But if you tend to go out for a stroll with a pal or partner on a regular basis, it might be a good idea to keep an eye on the pace.

As part of a new study, researchers from Purdue University analysed the walking times and gait speeds of 141 individuals from 72 couples.

Accordingly, they found that couples often decreased their speed when walking together, while the pace declined further if the pair was holding hands.

“We were hoping that there would not be a reduction in speed where partners walked together.
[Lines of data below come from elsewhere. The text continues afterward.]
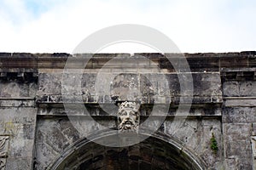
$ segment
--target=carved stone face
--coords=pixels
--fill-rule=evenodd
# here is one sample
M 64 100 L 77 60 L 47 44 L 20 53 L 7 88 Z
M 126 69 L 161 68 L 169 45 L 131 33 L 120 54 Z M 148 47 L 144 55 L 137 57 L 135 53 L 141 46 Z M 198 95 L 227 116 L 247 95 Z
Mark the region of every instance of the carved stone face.
M 119 129 L 120 132 L 137 132 L 139 116 L 135 103 L 125 102 L 120 105 L 118 113 Z
M 124 110 L 120 116 L 119 128 L 124 130 L 132 129 L 137 125 L 137 115 L 133 110 Z

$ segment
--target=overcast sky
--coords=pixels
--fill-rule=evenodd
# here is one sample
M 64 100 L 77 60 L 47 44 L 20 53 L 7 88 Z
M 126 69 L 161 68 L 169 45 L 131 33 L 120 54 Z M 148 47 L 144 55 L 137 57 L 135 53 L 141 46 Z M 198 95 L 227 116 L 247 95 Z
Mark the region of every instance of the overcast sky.
M 118 24 L 157 29 L 181 52 L 256 50 L 255 20 L 255 0 L 0 0 L 0 51 L 72 53 Z M 137 48 L 110 52 L 147 50 Z

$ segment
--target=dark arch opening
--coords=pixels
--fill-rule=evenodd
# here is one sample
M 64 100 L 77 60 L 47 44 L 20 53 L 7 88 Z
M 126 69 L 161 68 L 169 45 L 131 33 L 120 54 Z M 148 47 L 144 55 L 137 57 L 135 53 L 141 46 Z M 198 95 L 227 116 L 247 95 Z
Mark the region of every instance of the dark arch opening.
M 111 140 L 112 135 L 105 134 L 96 140 Z M 199 170 L 206 167 L 201 160 L 171 137 L 155 133 L 137 144 L 121 148 L 81 139 L 58 157 L 49 169 Z

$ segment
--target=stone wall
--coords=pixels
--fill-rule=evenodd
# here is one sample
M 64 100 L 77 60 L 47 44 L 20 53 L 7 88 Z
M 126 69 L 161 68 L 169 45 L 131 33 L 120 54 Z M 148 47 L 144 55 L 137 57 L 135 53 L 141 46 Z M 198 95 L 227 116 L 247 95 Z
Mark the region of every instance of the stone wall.
M 186 58 L 190 72 L 179 71 L 183 64 L 179 55 Z M 86 54 L 0 54 L 0 145 L 4 140 L 0 153 L 5 153 L 0 156 L 2 169 L 49 168 L 67 148 L 99 129 L 99 124 L 116 128 L 117 110 L 108 107 L 125 100 L 141 104 L 142 121 L 154 105 L 170 102 L 159 132 L 175 139 L 207 169 L 253 169 L 253 165 L 256 168 L 256 52 L 96 54 L 80 82 L 73 83 L 76 87 L 81 82 L 80 94 L 67 88 L 70 96 L 82 96 L 94 119 L 73 111 L 73 116 L 86 125 L 83 133 L 68 120 L 61 91 L 67 58 L 81 56 Z M 134 69 L 129 59 L 136 56 L 148 59 L 140 62 L 143 67 Z M 172 57 L 172 64 L 165 56 Z M 82 64 L 78 60 L 76 65 Z M 100 87 L 102 93 L 96 91 L 99 73 L 113 77 L 107 86 L 109 94 L 104 93 L 104 86 Z M 173 133 L 181 102 L 179 78 L 186 74 L 193 77 L 193 101 L 184 122 Z M 107 85 L 107 80 L 101 83 Z M 187 98 L 192 97 L 189 94 L 185 92 Z M 149 123 L 155 126 L 154 122 Z M 212 134 L 218 148 L 216 152 L 211 148 Z

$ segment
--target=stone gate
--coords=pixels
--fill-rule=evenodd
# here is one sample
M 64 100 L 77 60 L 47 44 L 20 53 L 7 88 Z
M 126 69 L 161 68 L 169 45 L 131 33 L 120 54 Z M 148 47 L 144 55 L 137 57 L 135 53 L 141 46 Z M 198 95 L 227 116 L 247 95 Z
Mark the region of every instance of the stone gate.
M 83 65 L 88 55 L 0 54 L 1 170 L 256 169 L 256 52 L 98 54 Z M 78 82 L 65 76 L 68 59 L 68 68 L 84 66 Z M 192 95 L 180 84 L 186 75 Z M 68 114 L 78 98 L 86 111 Z M 163 105 L 150 133 L 162 115 L 147 120 Z M 108 146 L 127 131 L 144 139 Z

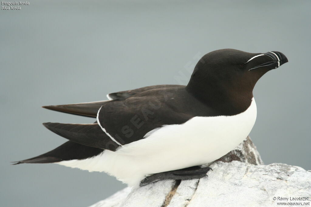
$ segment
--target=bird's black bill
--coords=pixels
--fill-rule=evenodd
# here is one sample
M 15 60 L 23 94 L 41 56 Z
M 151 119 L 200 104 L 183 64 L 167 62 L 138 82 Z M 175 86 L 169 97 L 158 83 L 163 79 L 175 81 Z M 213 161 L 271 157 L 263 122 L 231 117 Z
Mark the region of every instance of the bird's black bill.
M 255 66 L 249 69 L 249 70 L 263 67 L 267 67 L 271 70 L 275 69 L 288 62 L 286 56 L 280 52 L 270 51 L 262 54 L 271 57 L 272 61 Z

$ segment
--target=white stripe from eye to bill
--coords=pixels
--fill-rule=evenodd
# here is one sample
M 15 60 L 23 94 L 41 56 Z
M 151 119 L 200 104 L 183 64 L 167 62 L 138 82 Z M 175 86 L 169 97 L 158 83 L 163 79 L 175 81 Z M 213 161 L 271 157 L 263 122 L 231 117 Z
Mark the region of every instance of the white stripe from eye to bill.
M 248 62 L 249 62 L 251 60 L 253 60 L 254 58 L 255 58 L 255 57 L 259 57 L 259 56 L 261 56 L 262 55 L 265 55 L 264 54 L 260 54 L 260 55 L 256 55 L 256 56 L 254 56 L 253 57 L 252 57 L 249 60 L 248 60 L 247 61 L 247 62 L 246 62 L 246 63 L 248 63 Z
M 273 52 L 272 52 L 271 51 L 269 52 L 276 56 L 276 58 L 277 58 L 277 66 L 280 67 L 280 58 L 279 58 L 279 56 Z

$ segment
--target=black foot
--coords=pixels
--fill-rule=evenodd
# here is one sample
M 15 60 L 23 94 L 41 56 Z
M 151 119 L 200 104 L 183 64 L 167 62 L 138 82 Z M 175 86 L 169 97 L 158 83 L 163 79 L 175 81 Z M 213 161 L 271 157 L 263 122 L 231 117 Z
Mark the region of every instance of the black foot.
M 162 180 L 189 180 L 201 178 L 207 176 L 206 173 L 210 170 L 212 170 L 208 167 L 202 168 L 198 166 L 194 166 L 156 173 L 145 178 L 141 181 L 139 186 L 144 186 Z

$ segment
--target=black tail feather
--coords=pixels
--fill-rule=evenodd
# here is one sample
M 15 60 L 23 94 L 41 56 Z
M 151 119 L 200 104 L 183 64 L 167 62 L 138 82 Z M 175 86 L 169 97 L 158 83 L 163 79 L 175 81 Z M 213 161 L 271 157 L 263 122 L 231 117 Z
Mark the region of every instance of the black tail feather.
M 119 146 L 113 141 L 97 124 L 43 123 L 48 129 L 69 140 L 96 148 L 115 151 Z
M 71 141 L 48 152 L 39 156 L 20 161 L 12 164 L 22 163 L 52 163 L 64 160 L 82 160 L 99 155 L 104 150 L 92 147 Z

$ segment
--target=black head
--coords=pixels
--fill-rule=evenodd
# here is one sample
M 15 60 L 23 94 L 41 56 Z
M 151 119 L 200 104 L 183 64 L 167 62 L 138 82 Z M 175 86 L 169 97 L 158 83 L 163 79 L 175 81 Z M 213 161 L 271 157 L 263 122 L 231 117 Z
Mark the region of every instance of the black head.
M 232 102 L 237 106 L 245 103 L 249 106 L 258 80 L 269 70 L 288 61 L 279 52 L 216 50 L 199 61 L 186 88 L 210 105 L 222 105 Z

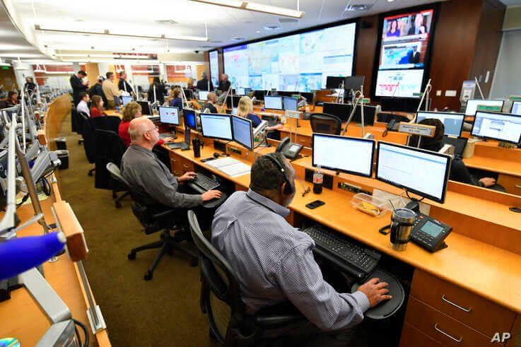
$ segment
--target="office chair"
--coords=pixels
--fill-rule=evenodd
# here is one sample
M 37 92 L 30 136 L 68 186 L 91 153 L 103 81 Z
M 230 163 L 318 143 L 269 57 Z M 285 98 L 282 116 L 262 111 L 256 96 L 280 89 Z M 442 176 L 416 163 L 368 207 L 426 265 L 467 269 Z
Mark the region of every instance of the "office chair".
M 143 225 L 145 234 L 150 235 L 161 231 L 161 240 L 140 246 L 131 249 L 127 255 L 129 260 L 136 259 L 136 254 L 146 249 L 160 248 L 159 254 L 145 273 L 144 278 L 150 281 L 153 276 L 153 271 L 161 258 L 165 253 L 172 254 L 174 249 L 188 255 L 190 257 L 190 265 L 197 266 L 197 254 L 190 250 L 180 247 L 180 243 L 189 240 L 188 223 L 186 219 L 186 210 L 183 208 L 171 208 L 170 207 L 153 203 L 148 196 L 136 192 L 119 171 L 119 168 L 113 163 L 107 164 L 107 170 L 110 175 L 120 184 L 129 189 L 132 198 L 132 213 Z M 174 231 L 174 235 L 170 234 Z
M 342 121 L 336 116 L 327 113 L 312 113 L 310 116 L 310 122 L 314 133 L 340 135 Z
M 233 270 L 204 237 L 192 210 L 188 211 L 188 223 L 192 237 L 199 251 L 201 310 L 208 315 L 211 336 L 219 343 L 226 346 L 255 346 L 267 330 L 306 321 L 298 310 L 286 303 L 262 309 L 254 315 L 247 314 Z M 216 310 L 219 306 L 228 307 L 224 318 L 227 322 L 221 322 L 223 314 Z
We hoped that slower partners would speed up to match the faster partner, but that was not the case,” noted Libby Richards, associate professor of nursing.

The participants ranged in age from 25 to 79 and were looked at in numerous settings, including clear or obstacle-filled pathways, walking together, walking together holding hands, and walking individually.

Walking or exercising with a spouse, partner or friend typically increases one’s likelihood to be active, especially as people are now being encouraged to meet a goal of at least 150 minutes of moderate activity every week.

Yet, it may be wise to opt for a solo walk from time to time too.

“If someone substantially slows down when they are walking with someone else, that could negate some of the health benefits recognised if they walked alone at a faster pace,” she added. “However, it’s important to note that any physical activity or walking – regardless of speed – is better than none.”

Full study results have been published in Gait & Posture.